AIFF to MP3 — Logic Pro bounces, GarageBand exports, old Mac files.

Drop an .aiff or .aif file. We compress it to MP3 at the bitrate you pick, right here in your browser. Logic Pro and GarageBand bounce defaults, decades-old Mac audio, CD-ripped AIFFs — all handled. Batch a whole folder and get a zip back.

drop your AIFF here

or click to pick. .aif and .aiff both supported.

What this is good for

Why your Mac saved this as AIFF

AIFF (Audio Interchange File Format) is Apple's uncompressed lossless format — bit-for-bit identical to WAV, just with a different container. Logic Pro, GarageBand, and the classic iTunes "Import Settings" all default to AIFF on Mac because it preserves every sample. The trade-off: file sizes are huge (10 MB per minute, stereo, 44.1 kHz) and many non-Mac players don't open it. Converting to MP3 trades imperceptible fidelity for ~10× smaller files that play anywhere.

.aif vs .aiff — what's the difference?

None. They're the same format. The three-letter .aif extension dates to the 8.3 filename era and is still used by older Mac apps and Windows-friendly exports. The four-letter .aiff is the modern version. Same bytes inside, same decoder. This tool accepts both, plus .aifc (compressed AIFF, rare).

FAQ

How do I convert AIFF to MP3 on Mac without iTunes?

Drop the .aiff or .aif onto this page in any browser, pick a bitrate, and download the MP3. No iTunes, no Music app, no command line, no install.

How do I convert AIFF to MP3 on Windows?

Same as on Mac. Drop the file into this page in Chrome, Edge, or Firefox. Windows Media Player's AIFF support is spotty, so converting to MP3 once and storing the MP3 saves trouble later.

Why does Logic Pro bounce to AIFF instead of MP3?

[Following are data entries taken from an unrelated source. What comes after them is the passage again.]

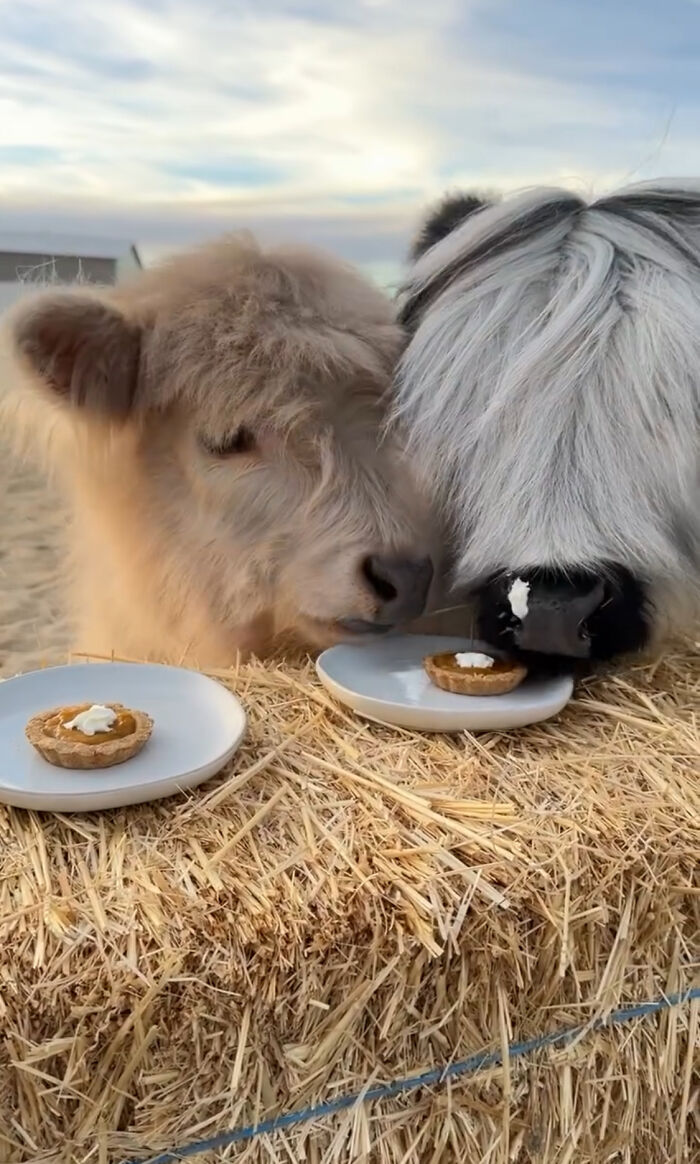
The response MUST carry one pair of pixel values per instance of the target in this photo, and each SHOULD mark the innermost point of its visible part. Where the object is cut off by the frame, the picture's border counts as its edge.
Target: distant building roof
(65, 246)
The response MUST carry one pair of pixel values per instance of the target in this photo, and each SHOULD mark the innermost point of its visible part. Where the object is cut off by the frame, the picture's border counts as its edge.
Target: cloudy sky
(330, 120)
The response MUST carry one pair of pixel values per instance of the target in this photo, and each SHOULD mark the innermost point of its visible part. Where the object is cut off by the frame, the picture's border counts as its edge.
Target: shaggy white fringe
(550, 392)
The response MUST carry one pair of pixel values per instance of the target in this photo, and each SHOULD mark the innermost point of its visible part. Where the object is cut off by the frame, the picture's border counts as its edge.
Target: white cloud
(170, 113)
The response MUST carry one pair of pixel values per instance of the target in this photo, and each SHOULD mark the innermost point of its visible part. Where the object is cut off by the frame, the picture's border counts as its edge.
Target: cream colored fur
(183, 555)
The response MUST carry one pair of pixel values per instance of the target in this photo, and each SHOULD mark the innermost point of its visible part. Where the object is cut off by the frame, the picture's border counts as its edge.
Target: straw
(350, 905)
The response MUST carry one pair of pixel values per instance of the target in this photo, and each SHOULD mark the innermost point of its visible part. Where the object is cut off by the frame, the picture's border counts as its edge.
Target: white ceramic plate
(198, 724)
(386, 681)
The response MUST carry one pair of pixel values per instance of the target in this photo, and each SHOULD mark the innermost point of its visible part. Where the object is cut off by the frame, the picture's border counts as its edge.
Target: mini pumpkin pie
(89, 736)
(472, 673)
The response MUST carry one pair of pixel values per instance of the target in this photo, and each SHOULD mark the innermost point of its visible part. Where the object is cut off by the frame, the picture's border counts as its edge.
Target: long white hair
(550, 389)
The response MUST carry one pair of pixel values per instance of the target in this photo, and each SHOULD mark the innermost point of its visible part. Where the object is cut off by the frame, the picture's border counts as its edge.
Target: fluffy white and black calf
(550, 392)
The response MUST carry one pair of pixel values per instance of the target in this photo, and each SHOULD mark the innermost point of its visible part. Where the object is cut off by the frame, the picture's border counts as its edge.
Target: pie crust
(69, 753)
(445, 672)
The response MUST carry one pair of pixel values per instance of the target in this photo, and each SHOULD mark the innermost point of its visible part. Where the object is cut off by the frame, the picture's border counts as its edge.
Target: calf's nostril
(379, 574)
(398, 584)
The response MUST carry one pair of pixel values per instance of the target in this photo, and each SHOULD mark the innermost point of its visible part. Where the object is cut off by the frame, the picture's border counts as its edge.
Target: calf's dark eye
(239, 441)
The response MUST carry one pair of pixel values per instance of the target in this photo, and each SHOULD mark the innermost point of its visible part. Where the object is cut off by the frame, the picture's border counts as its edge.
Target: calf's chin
(217, 428)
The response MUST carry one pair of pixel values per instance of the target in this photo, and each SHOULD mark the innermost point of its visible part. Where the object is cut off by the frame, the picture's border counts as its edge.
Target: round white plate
(386, 681)
(198, 724)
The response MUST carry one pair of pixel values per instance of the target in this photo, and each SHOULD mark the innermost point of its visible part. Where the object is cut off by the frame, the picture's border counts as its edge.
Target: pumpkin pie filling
(125, 724)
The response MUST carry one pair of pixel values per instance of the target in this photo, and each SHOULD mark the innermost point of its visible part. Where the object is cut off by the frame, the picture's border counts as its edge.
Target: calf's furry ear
(445, 218)
(83, 349)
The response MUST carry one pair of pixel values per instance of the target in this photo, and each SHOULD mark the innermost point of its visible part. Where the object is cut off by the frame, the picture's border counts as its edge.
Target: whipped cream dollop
(473, 659)
(93, 719)
(517, 597)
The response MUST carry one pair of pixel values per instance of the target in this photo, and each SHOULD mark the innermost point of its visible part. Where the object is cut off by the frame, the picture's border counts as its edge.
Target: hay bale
(353, 903)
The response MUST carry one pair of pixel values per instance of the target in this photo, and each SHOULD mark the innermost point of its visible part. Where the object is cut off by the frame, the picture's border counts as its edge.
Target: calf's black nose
(401, 586)
(556, 619)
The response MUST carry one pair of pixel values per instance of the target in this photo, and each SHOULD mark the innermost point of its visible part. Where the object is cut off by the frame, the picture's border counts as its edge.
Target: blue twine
(425, 1079)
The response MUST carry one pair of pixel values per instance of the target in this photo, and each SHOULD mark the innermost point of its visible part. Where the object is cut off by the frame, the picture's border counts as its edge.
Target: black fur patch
(620, 626)
(517, 232)
(443, 220)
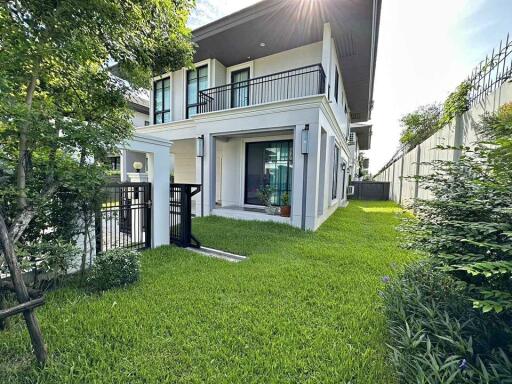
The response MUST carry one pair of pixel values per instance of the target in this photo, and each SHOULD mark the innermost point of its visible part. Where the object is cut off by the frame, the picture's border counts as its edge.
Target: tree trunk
(22, 293)
(21, 177)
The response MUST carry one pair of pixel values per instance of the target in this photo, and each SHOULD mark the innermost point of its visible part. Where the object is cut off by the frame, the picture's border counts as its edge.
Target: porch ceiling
(363, 133)
(287, 24)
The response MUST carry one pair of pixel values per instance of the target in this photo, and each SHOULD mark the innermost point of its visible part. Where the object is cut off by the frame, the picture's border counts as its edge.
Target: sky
(426, 48)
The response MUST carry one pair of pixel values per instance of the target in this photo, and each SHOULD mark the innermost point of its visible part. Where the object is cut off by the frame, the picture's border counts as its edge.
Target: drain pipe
(200, 153)
(305, 152)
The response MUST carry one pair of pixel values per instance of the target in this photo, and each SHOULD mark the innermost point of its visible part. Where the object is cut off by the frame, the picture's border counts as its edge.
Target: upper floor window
(336, 84)
(162, 101)
(197, 80)
(240, 88)
(335, 167)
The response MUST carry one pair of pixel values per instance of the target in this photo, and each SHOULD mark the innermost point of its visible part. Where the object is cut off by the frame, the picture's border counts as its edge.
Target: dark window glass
(162, 101)
(335, 168)
(336, 84)
(115, 163)
(240, 88)
(268, 163)
(197, 80)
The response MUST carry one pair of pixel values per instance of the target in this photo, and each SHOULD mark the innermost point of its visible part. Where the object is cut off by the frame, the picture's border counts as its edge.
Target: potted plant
(265, 196)
(285, 208)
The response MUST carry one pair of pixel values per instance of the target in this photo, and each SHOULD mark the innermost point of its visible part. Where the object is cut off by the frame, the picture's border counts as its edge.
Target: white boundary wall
(461, 131)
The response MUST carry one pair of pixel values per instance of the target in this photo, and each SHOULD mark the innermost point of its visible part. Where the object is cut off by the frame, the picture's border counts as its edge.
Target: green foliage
(265, 195)
(420, 124)
(467, 226)
(456, 103)
(435, 337)
(302, 308)
(286, 199)
(115, 268)
(61, 111)
(426, 120)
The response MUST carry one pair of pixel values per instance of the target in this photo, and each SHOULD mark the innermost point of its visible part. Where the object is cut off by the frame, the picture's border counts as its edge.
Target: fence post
(458, 139)
(401, 180)
(417, 173)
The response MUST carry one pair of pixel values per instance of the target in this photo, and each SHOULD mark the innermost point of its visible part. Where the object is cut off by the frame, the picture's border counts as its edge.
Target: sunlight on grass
(304, 307)
(381, 209)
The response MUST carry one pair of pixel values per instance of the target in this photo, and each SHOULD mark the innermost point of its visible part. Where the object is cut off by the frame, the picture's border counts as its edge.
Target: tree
(467, 226)
(420, 124)
(60, 108)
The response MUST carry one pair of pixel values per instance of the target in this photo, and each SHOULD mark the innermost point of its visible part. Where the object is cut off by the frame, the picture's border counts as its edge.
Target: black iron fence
(492, 72)
(124, 219)
(180, 214)
(292, 84)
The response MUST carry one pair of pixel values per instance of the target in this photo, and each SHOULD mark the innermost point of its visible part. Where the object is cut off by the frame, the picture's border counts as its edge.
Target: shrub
(467, 226)
(114, 268)
(435, 337)
(420, 124)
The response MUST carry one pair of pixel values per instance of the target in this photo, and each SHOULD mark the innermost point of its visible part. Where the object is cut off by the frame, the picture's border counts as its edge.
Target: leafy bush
(115, 268)
(467, 226)
(420, 124)
(436, 337)
(51, 258)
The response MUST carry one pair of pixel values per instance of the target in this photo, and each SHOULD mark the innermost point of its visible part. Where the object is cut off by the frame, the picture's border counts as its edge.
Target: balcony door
(268, 163)
(240, 88)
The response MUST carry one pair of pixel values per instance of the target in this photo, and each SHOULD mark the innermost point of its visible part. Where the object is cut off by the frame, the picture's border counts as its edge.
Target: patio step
(210, 252)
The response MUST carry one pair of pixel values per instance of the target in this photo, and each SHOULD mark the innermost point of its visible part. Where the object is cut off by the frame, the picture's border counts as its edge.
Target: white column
(298, 177)
(312, 189)
(205, 197)
(326, 55)
(124, 168)
(159, 170)
(137, 197)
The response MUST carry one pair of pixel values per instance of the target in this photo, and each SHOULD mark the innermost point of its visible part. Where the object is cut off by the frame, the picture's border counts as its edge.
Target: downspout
(304, 186)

AIFF is Apple's historical default for uncompressed audio. Logic Pro can export MP3 directly, but most session templates bounce to AIFF first. If you want MP3 straight out of Logic, set the bounce dialog's File Format to MP3 — but for an existing AIFF, just drop it here.

Is there any quality loss going from AIFF to MP3 at 320 kbps?

Mathematically yes — MP3 is lossy at any bitrate. Practically no — 320 kbps MP3 is indistinguishable from the AIFF source for almost all listeners on almost all gear. For archival, keep the AIFF.

Will old Mac .aif files from the 1990s still work?

Yes. AIFF hasn't changed materially in 30+ years. Whether it's a 22 kHz mono recording from a Performa or a 44.1 kHz stereo bounce from modern Logic, this tool reads it.

Can I batch convert a whole folder?

Yes. Select all the .aif/.aiff files in the file picker, or drag the folder onto the drop target. You'll get a zip of MP3s back with original filenames preserved.

Does my file get uploaded?

No. The conversion runs in your browser tab. You can disconnect from the internet and the tool still works.

How big can the AIFF be?

Around 500 MB per file on a typical laptop. A 1-hour stereo AIFF at 44.1 kHz is about 600 MB — that's near the ceiling. Cut it first with our Audio Cutter if it's bigger.